A total of 60 Salmonella enterica serovar (ser.) Enteritidis isolates, 28 from poultry houses and 32 from clinical samples, were isolated during 2010. These isolates were subjected to testing and analyzed for antibiotic resistance, virulence genes, plasmids and plasmid replicon types. To assess genetic diversity, pulsed-field gel electrophoresis (PFGE) fingerprinting, using the XbaI restriction enzyme, Multiple-Locus Variable-Number Tandem Repeat Analysis (MLVA) and plasmid profiles were performed. All isolates from poultry, and 10 out of 32 clinical isolates were sensitive to ampicillin, chloramphenicol, gentamicin, kanamycin, nalidixic acid, sulfisoxazole, streptomycin, and tetracycline. Twenty-one of thirty-two clinical isolates were resistant to ampicillin and tetracycline, and one isolate was resistant to nalidixic acid. PFGE typing of sixty ser. Enteritidis isolates by XbaI resulted in 10e12 bands and grouped into six clusters each with similarity from 95% to 81%. The MLVA analysis of sixty isolates gave 18 allele profiles with the majority of isolates displayed in three groups, and two clinical isolates found to be new in the PulseNet national MLVA database.
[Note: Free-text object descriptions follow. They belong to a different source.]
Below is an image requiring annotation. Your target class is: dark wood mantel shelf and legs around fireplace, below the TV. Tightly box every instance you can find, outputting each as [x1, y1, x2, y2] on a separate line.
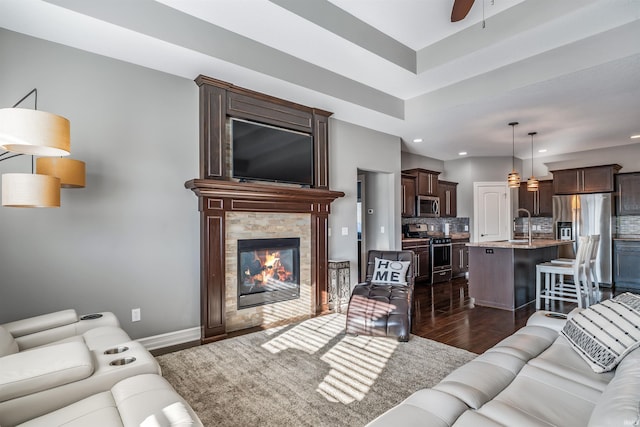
[185, 179, 344, 342]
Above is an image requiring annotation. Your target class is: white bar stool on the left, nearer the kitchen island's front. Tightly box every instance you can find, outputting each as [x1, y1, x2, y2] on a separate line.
[536, 236, 592, 310]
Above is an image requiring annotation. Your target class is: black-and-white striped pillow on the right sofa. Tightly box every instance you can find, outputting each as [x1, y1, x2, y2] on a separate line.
[562, 292, 640, 373]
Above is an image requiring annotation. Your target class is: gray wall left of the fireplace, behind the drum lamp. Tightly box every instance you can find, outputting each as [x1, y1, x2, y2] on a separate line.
[0, 29, 200, 338]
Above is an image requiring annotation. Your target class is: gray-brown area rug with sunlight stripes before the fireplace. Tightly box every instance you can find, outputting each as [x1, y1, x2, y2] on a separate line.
[157, 314, 476, 427]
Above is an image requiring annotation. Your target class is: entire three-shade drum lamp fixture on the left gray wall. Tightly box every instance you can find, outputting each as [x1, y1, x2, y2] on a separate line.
[0, 89, 85, 207]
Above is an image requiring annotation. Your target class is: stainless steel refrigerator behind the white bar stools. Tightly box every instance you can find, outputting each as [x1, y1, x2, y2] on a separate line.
[553, 193, 613, 285]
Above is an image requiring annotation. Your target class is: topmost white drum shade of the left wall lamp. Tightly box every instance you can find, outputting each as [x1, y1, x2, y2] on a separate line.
[0, 108, 71, 156]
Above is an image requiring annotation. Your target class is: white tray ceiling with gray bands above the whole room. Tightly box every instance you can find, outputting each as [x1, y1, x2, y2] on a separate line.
[0, 0, 640, 160]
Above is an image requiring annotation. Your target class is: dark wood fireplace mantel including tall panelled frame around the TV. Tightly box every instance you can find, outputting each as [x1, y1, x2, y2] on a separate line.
[185, 76, 344, 343]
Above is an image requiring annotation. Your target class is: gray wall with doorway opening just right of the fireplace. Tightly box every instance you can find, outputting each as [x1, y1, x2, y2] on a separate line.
[329, 119, 402, 286]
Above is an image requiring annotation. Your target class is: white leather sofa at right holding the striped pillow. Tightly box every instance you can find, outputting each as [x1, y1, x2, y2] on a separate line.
[368, 297, 640, 427]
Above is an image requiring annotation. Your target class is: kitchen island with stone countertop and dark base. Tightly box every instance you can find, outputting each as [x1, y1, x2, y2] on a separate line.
[467, 239, 572, 311]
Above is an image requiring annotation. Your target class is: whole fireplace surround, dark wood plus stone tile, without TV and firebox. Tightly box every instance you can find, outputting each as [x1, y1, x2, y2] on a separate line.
[185, 76, 344, 343]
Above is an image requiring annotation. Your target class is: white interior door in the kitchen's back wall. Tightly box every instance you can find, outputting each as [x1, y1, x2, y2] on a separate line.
[473, 182, 511, 242]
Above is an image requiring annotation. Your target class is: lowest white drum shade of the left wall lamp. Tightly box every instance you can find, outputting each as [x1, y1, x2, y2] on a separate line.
[2, 173, 60, 208]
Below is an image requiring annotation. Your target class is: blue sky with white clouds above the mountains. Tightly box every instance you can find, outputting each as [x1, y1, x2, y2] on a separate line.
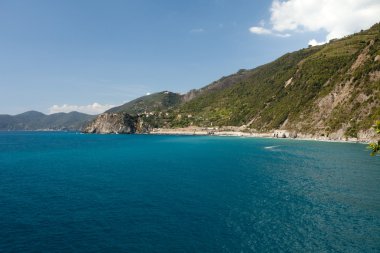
[0, 0, 380, 115]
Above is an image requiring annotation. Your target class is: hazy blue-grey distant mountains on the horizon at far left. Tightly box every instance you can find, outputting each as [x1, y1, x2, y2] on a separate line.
[0, 111, 96, 131]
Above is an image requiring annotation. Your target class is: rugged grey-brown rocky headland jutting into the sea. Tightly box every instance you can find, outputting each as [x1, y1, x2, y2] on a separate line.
[83, 113, 149, 134]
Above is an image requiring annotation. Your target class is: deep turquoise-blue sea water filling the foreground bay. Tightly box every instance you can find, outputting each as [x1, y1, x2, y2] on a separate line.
[0, 132, 380, 252]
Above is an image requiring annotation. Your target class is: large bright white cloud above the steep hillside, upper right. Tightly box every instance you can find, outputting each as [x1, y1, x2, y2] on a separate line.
[250, 0, 380, 44]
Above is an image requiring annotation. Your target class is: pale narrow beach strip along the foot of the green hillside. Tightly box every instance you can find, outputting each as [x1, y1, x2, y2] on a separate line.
[148, 128, 375, 144]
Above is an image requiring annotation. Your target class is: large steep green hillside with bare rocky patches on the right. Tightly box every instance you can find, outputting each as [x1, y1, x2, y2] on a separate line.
[171, 24, 380, 137]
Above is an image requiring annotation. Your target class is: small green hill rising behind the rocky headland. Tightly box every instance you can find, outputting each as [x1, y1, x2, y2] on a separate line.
[106, 91, 182, 115]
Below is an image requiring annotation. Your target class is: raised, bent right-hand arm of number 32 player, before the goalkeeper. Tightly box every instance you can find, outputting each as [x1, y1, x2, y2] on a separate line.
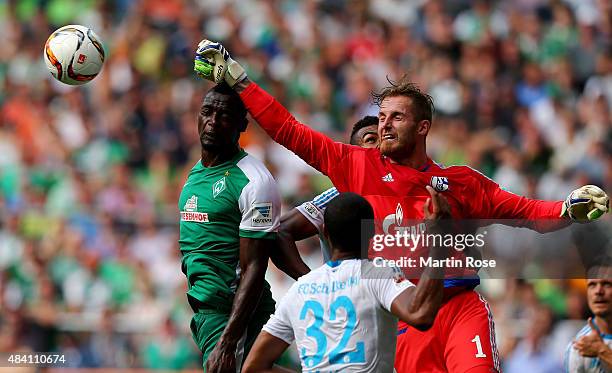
[391, 186, 450, 331]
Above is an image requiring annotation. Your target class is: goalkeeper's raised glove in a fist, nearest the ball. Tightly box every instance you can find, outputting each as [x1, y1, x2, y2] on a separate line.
[193, 39, 246, 87]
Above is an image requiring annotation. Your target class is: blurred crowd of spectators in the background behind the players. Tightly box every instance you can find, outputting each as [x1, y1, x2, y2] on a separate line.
[0, 0, 612, 373]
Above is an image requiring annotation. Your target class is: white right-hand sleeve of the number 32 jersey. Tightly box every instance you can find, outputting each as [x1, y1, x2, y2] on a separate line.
[363, 267, 415, 312]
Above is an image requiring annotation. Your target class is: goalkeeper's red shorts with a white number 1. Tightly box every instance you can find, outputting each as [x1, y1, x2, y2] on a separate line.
[395, 290, 501, 373]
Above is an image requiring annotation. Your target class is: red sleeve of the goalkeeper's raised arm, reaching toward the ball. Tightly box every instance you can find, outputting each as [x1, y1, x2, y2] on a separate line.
[240, 83, 360, 190]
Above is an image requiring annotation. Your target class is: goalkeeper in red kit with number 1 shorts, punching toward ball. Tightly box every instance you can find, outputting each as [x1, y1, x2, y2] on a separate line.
[195, 40, 609, 373]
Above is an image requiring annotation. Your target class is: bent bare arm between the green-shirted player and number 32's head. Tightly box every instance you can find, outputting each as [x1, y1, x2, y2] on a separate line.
[270, 208, 318, 280]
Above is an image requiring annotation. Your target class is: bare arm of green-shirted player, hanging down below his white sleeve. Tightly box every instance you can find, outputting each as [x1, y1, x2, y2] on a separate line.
[206, 238, 273, 373]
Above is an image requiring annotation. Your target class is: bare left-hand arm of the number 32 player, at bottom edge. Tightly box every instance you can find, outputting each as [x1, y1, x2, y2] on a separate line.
[242, 331, 293, 373]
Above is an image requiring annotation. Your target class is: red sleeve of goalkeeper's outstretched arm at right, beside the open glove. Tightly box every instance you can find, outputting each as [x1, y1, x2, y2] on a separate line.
[468, 168, 569, 232]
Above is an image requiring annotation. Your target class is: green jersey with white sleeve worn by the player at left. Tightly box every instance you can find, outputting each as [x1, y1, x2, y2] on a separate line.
[178, 150, 281, 310]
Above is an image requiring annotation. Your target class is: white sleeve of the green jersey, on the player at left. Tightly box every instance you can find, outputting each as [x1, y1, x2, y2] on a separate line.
[238, 160, 281, 239]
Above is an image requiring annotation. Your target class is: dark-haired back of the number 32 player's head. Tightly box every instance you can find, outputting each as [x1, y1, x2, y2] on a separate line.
[323, 192, 374, 257]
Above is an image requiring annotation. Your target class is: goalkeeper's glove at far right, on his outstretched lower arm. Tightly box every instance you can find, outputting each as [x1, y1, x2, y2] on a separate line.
[561, 185, 610, 223]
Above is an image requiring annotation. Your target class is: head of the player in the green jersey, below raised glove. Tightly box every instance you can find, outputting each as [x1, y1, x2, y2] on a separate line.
[198, 91, 246, 151]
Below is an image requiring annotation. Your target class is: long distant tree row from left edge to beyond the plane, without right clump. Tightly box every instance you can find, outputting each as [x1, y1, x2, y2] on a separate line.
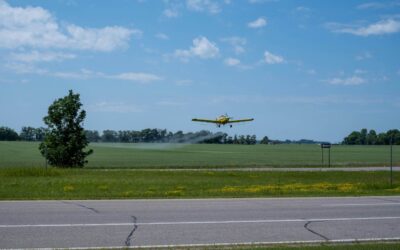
[0, 126, 260, 145]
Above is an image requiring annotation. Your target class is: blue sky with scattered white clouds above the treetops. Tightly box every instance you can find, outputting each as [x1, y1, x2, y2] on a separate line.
[0, 0, 400, 142]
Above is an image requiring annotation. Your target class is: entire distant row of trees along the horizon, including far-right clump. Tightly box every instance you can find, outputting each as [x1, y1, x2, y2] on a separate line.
[0, 127, 400, 145]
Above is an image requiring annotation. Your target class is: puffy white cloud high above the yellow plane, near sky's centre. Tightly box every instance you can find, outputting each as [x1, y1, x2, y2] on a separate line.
[174, 36, 219, 60]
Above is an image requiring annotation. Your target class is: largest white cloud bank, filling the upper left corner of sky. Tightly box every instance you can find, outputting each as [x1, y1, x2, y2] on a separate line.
[0, 0, 141, 51]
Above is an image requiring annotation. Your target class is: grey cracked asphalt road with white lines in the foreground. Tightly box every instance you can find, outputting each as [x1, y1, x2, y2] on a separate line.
[0, 196, 400, 248]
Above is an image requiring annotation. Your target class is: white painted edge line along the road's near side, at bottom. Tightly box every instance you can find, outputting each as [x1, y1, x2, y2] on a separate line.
[7, 237, 400, 250]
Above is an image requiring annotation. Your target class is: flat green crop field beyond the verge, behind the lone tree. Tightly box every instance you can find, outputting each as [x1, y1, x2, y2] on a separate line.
[0, 142, 400, 168]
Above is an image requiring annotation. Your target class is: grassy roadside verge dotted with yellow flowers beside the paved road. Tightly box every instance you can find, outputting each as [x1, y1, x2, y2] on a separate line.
[0, 168, 400, 200]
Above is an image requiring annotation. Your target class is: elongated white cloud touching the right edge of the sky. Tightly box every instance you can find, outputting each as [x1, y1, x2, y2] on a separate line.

All isolates were positive for 12 or more of the 17 virulence genes mostly found in S. enterica (spvB, spiA, pagC, msgA, invA, sipB, prgH, spaN, orgA, tolC, iroN, sitC, IpfC, sifA, sopB, and pefA) and negative for one gene (cdtB). All isolates carried a typical 58 kb plasmid, type Inc/FIIA. Three poultry isolates and one clinical isolate carried small plasmids with 3.8, 6, 7.6 and 11.5 kb. Ten of the clinical isolates carried plasmids, with sizes 36 and 38 kb, types IncL/M and IncN, and one isolate carried an 81 kb plasmid, type IncI. Southern hybridization of a plasmid with an Inc/FIIA gene probe hybridized one large 58 kb plasmid in all isolates. Several large and small plasmids from poultry isolates were not typed by our PCR-based method. These results confirmed that PFGE fingerprinting has limited discriminatory power for ser. Enteritidis in both poultry and clinical sources. However, the plasmid and MLVA allele profiles were a useful and important epidemiology tool to discriminate outbreak strains of ser. Enteritidis from poultry and clinical samples.